San Francisco Introduces Accounts-at-Kindergarten Proposal for College

Blog Post
May 28, 2010

Who says child savings accounts has to be a nationally instituted policy? 

Our friends in the City by the Bay are planning to introduce a system of accounts for students to save for college. Today, a front-page story in the San Francisco Chronicle details the new program, set to roll out later this year, that would provide a college account for every kindergartener entering San Francisco’s public school program. The program is designed to be implemented gradually – 25% of incoming kindergarteners will be enrolled this school year, 50% next year, with universal enrollment by the third year.The initiative will deposit $50 for every child entering primary school, with low-income students receiving an initial $100 sum. Furthermore, EARN – a California-based non-profit that promotes asset building for low-income families – has promised to match the first $100 of a family’s individual savings in each account.

The Chronicle article cites research from the College Savings Initiative indicating why this is good policy:

City officials point to a study from the Center for Social Development at Washington University in St. Louis that found children who had just some savings set aside for college were about seven times more likely to go.

Much of CSD’s research for the College Savings Initiative has linked account ownership and savings to college access and completion, and a recent New America brief builds on this framework, providing a menu of federal and state policy options that promote inclusive 529 college savings plans as a vehicle to increase college affordability, access, and completion. Included in the policy options are proposals for accounts-at-birth (or kindergarten) that could be implemented by states, or universally by the federal government.
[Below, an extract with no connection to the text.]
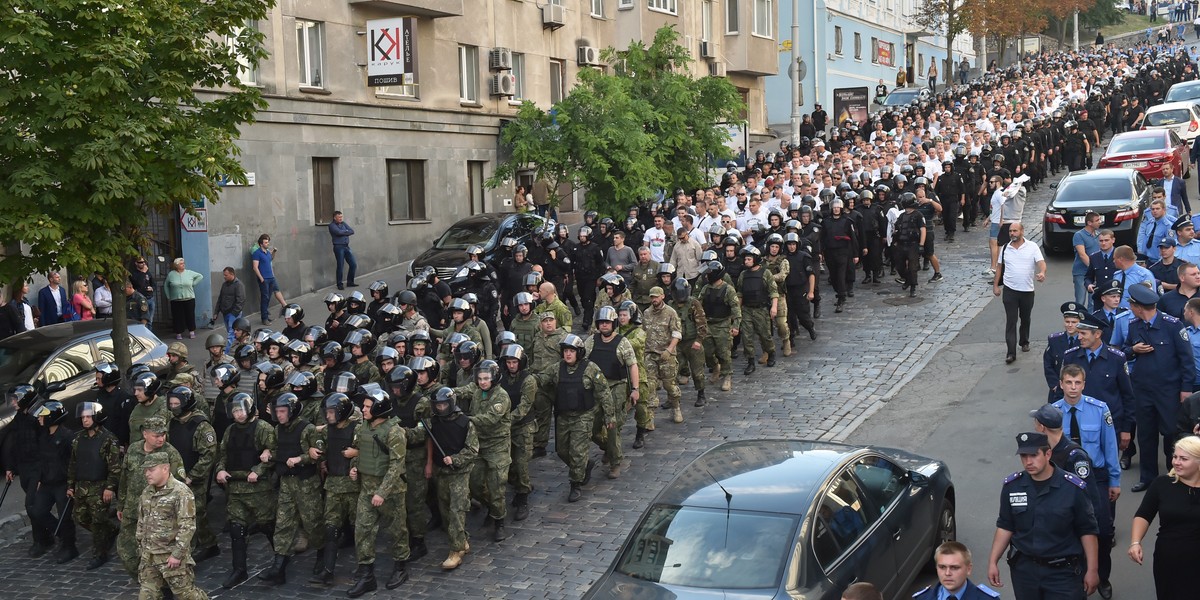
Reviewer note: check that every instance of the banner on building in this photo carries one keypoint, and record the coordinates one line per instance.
(391, 52)
(850, 103)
It’s also pretty cheap in the grand scheme of things. Mayor Gavin Newsom is expected to include $400,000 in his budget submission next week to San Francisco’s Board of Supervisors, for the first ­two years of the program. Ostensibly, such a policy could set off a wave of similar enterprises in municipalities and states across the country. On the federal level, the ASPIRE Act would provide even more of a start ($500, with a chance for low-income families) for every child born in the United States.

While a few institutional details have yet to be resolved (including the small detail of approval from the city board), this serves as a signal to – literally – the rest of the world that providing early, targeted accounts should be a priority, even in a time of seeming fiscal austerity.